Effect of human intestinal macrophages on immunoglobulin production by human intestinal mononuclear cells isolated from patients with inflammatory bowel disease
WU KC., MAHIDA YR., PRIDDLE JD., JEWELL DP.
SUMMARY The effect of macrophages on spontaneous immunoglobulin production by isolated human intestinal mononuclear cells (MNC) is unknown. Depietion of macrophages by adherence to fibronectin or by panning with macrophage-specific monoclonal antibody 3C10 lead to a significant reduction in IgA, IgG and lgM production by intestinal MNC from both normal (n= 10) and inflammatory bowel disease (IBD) (n= 13) mucosa. The reduction in immunoglobulin produced by macrophage-depleted intestinal MNC was greater in IBD patients than in normal controls.
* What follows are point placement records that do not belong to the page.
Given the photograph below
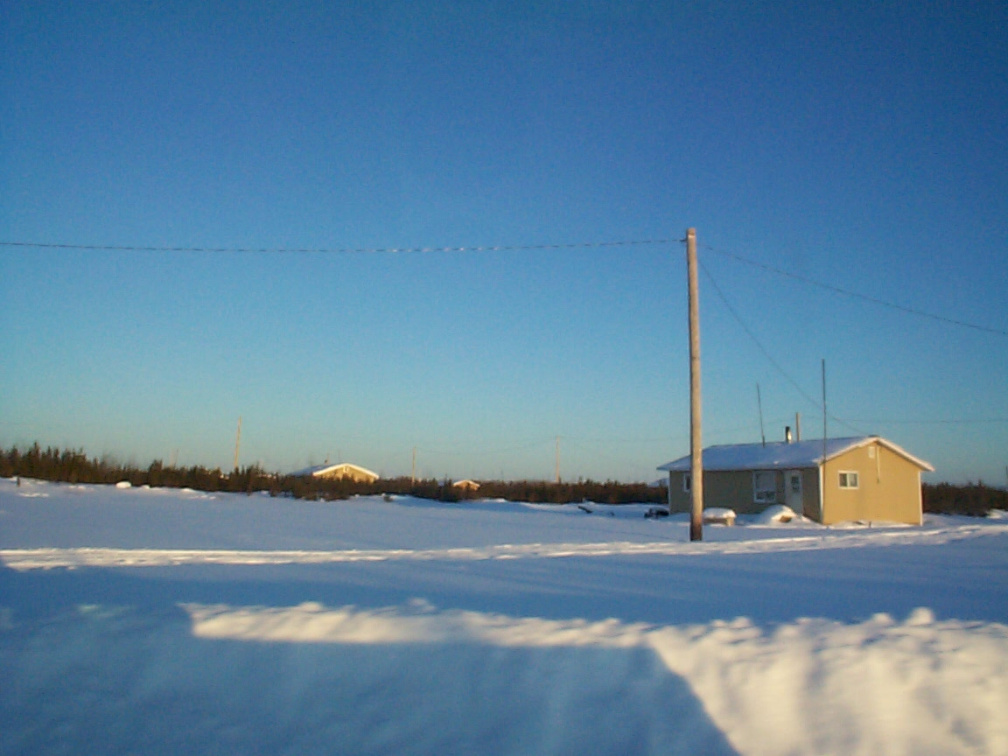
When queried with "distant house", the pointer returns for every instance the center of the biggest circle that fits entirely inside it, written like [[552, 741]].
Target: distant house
[[343, 471], [862, 478]]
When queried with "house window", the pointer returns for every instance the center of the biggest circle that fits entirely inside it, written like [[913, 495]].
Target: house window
[[764, 487], [848, 479], [795, 483]]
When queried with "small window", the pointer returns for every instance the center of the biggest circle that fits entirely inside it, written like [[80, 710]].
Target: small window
[[848, 480], [795, 484], [765, 487]]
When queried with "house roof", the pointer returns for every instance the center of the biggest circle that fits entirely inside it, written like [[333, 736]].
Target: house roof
[[783, 456], [321, 470]]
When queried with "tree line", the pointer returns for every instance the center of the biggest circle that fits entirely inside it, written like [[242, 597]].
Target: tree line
[[74, 466]]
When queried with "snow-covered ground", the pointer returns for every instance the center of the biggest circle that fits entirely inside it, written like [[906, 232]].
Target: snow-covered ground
[[162, 621]]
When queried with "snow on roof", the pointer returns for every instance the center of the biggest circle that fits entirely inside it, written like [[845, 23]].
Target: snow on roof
[[320, 470], [780, 455]]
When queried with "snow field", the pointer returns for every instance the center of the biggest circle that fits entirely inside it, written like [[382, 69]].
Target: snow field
[[157, 622]]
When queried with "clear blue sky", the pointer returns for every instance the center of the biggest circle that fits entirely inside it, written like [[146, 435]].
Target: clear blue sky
[[863, 145]]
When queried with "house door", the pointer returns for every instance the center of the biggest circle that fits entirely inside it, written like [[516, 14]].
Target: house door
[[792, 490]]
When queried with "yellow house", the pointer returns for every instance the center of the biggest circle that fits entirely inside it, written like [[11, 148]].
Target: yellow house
[[857, 479], [343, 471]]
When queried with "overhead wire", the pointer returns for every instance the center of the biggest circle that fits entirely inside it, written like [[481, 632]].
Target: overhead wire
[[766, 353], [338, 250], [847, 292]]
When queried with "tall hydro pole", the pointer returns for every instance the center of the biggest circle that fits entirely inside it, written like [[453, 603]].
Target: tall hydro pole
[[238, 441], [696, 441]]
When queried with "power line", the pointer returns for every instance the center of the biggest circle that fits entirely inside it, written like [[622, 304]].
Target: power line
[[855, 294], [815, 403], [338, 250]]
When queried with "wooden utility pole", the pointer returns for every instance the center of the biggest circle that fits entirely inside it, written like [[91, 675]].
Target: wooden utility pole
[[238, 441], [557, 460], [696, 441]]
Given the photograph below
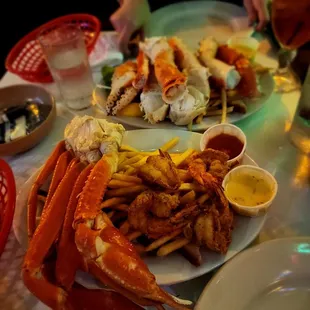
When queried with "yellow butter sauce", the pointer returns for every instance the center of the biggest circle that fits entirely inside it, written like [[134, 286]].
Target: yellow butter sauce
[[244, 50], [248, 189]]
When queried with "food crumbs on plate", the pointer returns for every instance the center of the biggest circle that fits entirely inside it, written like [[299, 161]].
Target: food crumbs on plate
[[229, 144], [248, 190]]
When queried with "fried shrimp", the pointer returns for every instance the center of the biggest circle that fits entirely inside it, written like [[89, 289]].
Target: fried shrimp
[[144, 210], [215, 163]]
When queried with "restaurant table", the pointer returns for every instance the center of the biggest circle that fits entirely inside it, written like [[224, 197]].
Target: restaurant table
[[268, 144]]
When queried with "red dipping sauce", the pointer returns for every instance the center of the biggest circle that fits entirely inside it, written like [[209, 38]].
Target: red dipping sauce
[[229, 144]]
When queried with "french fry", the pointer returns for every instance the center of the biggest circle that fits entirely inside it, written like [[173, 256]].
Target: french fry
[[134, 235], [190, 126], [184, 175], [219, 112], [125, 191], [203, 198], [140, 162], [214, 94], [231, 93], [129, 161], [130, 154], [128, 148], [162, 240], [121, 157], [199, 118], [126, 178], [130, 170], [180, 159], [216, 103], [192, 253], [224, 105], [170, 144], [119, 216], [110, 214], [120, 207], [187, 198], [41, 198], [107, 219], [191, 187], [172, 246], [140, 249], [188, 231], [112, 202], [124, 228], [119, 184]]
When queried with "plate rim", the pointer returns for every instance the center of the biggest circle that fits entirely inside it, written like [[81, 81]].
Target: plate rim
[[240, 255], [189, 276], [192, 4]]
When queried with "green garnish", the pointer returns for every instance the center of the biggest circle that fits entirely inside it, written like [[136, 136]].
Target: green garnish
[[107, 73]]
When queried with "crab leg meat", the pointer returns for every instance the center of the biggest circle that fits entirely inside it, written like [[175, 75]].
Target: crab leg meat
[[103, 245], [68, 257], [42, 241], [83, 299], [59, 172], [43, 175]]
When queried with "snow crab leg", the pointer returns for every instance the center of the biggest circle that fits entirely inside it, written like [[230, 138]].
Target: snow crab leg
[[247, 86], [103, 246], [43, 240], [42, 177]]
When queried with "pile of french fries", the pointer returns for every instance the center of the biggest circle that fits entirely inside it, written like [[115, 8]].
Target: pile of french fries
[[124, 187], [223, 103]]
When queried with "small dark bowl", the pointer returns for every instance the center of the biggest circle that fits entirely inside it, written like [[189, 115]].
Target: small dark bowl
[[17, 95]]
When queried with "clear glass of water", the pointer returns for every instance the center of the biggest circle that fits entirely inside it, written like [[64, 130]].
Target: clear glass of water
[[299, 132], [66, 55]]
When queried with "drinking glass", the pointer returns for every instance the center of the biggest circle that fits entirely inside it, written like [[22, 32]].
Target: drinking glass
[[284, 77], [66, 55]]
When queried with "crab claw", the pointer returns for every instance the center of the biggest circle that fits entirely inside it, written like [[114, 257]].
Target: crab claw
[[42, 177]]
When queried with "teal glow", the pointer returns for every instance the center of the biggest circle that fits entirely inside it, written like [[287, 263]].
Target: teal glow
[[303, 248]]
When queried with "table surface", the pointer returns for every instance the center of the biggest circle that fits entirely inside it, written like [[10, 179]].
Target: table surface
[[268, 145]]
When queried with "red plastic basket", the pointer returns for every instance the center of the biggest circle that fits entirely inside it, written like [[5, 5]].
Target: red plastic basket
[[7, 202], [26, 58]]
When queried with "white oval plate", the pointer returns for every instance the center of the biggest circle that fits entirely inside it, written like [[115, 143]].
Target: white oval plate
[[272, 275], [253, 106], [194, 20], [173, 268]]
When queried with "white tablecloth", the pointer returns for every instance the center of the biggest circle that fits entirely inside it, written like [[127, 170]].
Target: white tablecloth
[[268, 145]]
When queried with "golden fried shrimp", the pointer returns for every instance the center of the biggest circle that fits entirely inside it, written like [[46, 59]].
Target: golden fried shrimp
[[215, 164], [141, 218], [214, 229], [163, 204], [161, 170]]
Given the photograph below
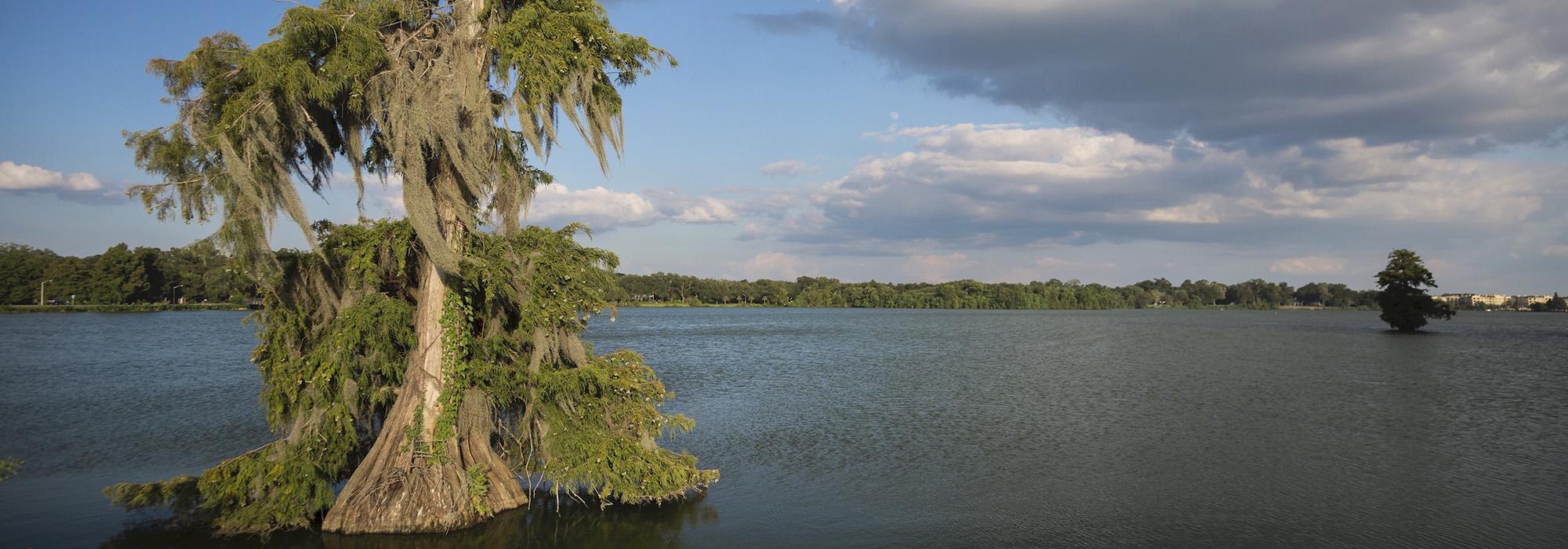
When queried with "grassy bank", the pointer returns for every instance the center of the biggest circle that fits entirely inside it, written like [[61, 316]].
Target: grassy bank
[[123, 308]]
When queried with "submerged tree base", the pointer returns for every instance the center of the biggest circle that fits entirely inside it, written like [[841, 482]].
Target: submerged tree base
[[434, 443]]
There was a significant correlation (r=0·816, P<0·001) between the percentage of macrophages depleted by panning with 3C10 and the reduction in IgG produced by macrophage-depleted intestinal MNC. Addition of either fibronectin-adherent cells or the supernatant from these macrophage-enriched cells enhanced immunoglobulin production in a dose-dependent fashion. A greater increase in IgG production by macrophage-depleted cells was seen when cultured with supernatant from inflamed IBD mucosal cells, compared with that from normal mucosal cells. The soluble factor(s) responsible in the supernatant was acid and heat susceptible but was not affected by freezing and thawing. Addition of recombinant human interleukin-1β or human interferon-gamma to cell cultures did not influence immunoglobulin production. Thus, human intestinal macrophages enhance spontaneous immunoglobulin production by isolated intestinal MNC by secreting soluble factor(s) which remain to be fully characterized.